One moment Maria El Asmar was in a convertible with her three best friends, driving through her home city on the eve of her 22nd birthday.
The next she was hitting the pavement, blood streaming down both sides of her head as she looked for somewhere to hide.
Maria was convinced her country was at war.
“While seeing my best friend completely covered in blood running in front of me, I remember feeling like I really didn’t want to die now and began praying while running,” she told The New Daily.
To keep herself going, Maria repeated a mantra about her future plans: “You’re going to Italy. You’re going to study medicine. Everything is going to be all right”.
But the future was hard to imagine while Beirut was collapsing around her. And a path out of the danger impossible to see – literally.
Maria was just one of more than 6000 people injured in the explosion that has rocked the country.
At least 163 people were killed when thousands of tonnes of dangerous ammonium nitrate exploded in the city’s port last week.
This has resulted in the resignation of Lebanon’s government.

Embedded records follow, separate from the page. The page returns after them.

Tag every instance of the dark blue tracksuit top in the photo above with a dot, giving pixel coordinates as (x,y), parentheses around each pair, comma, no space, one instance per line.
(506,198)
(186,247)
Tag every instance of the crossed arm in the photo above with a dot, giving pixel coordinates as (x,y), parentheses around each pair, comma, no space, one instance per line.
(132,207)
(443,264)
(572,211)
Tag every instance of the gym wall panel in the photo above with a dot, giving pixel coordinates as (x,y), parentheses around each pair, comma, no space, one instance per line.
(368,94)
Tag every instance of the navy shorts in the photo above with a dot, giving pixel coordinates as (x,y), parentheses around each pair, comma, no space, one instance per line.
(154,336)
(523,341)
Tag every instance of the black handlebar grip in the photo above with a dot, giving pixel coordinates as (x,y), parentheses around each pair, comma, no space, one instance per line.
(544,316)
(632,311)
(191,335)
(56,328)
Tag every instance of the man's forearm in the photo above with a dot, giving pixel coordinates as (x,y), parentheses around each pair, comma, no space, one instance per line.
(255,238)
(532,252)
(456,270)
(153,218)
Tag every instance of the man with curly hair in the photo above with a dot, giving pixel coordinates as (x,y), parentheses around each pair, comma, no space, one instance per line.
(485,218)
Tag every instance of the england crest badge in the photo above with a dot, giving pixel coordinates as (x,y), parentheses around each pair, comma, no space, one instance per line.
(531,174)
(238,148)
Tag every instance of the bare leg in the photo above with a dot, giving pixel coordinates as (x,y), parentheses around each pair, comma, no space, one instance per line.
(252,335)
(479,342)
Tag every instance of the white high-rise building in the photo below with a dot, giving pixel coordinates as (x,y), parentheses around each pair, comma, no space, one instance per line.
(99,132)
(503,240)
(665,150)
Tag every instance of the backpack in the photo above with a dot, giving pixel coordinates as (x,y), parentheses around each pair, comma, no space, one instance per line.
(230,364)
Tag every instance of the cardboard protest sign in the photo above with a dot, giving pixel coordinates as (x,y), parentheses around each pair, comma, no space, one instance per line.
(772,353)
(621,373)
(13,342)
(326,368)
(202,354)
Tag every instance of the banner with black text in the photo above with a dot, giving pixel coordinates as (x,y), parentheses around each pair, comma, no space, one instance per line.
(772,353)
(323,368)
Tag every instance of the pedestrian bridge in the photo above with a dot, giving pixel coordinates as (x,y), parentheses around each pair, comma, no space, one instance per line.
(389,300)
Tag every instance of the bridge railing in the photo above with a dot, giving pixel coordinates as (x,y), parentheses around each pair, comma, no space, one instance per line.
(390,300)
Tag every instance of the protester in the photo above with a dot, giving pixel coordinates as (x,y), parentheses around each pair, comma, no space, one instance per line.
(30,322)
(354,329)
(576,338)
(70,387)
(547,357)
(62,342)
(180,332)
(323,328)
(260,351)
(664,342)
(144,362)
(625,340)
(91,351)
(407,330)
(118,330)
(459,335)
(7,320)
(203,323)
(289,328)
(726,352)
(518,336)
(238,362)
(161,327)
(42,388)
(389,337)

The death toll from the explosion is certain to rise; people are still missing, and hopes anyone could have survived so long under the debris are fading.
Thousands of people have been left homeless.
Maria had been struck by a large rock. Once out of the car and running from the scene, the blood covered Maria’s eyes to the extent that she thought she’d gone blind.
Her mum, Patricia Barakat, said Lebanon has experienced many tragedies, but “this time, as my daughter said to me, we feel and realise that Lebanon is dead”.
When Maria leaves for Italy to study medicine – and she’s determined she will still go – she’s adamant she isn’t coming back home.
“This breaks my heart,” Patricia said.
Hearts are breaking all over the city.
Abbas Sibai is mourning the loss of three childhood friends killed in the port blast.
Two other friends are missing. Another had his hand blown off.
Abbas, 33, doesn’t know how he survived.
A multi-area project co-ordinator for World Vision, he had been working inside his office located three kilometres from Beirut’s port when the building started to shake.
Within seconds, Abbas found himself buried under a collapsed wall.
“If our office and where I was was totally smashed, what would be the situation in the other closer areas?” he said.
“This is the thing that I’m not able to comprehend.”
Nearby, Save the Children worker Nour Wahid had decided to go home earlier than usual that day.
She recalled lying on her bed, talking to her sister who was sitting beside her when they felt what they thought was a “massive earthquake”.
“We heard the screams around us and from far away,” Nour said, recalling they ran into the hallway to take cover.
The front door detached from the hinge, knocking Nour and her sister to the ground.
Meanwhile, her panicked nieces – who were on the balcony – started running barefoot over broken glass.
At this time, a close friend of hers who had given birth about a month ago was in an Adidas shop looking to buy a gift for someone.
She is now in a coma.
Near the port area, a teacher who had taught Nour in university was in his apartment.
He is now dead.
“I have a friend whose brother died as well and another one who has died also. There are many if I cite them for you, you would end up with a list of names,” Nour said.
Architect Mahmoud Mroueh, 28, lives six kilometres from the port but was outside Beirut when the explosion happened. He is yet to return home.
“Every Lebanese living in Beirut used to visit that area at least once a week if they’re not working there,” Mahmoud said.
“Even if I want to leave Beirut to go somewhere to the north of Lebanon I have to drive near the port.
“It’s terrifying to know that anyone could have been a victim of that explosion.”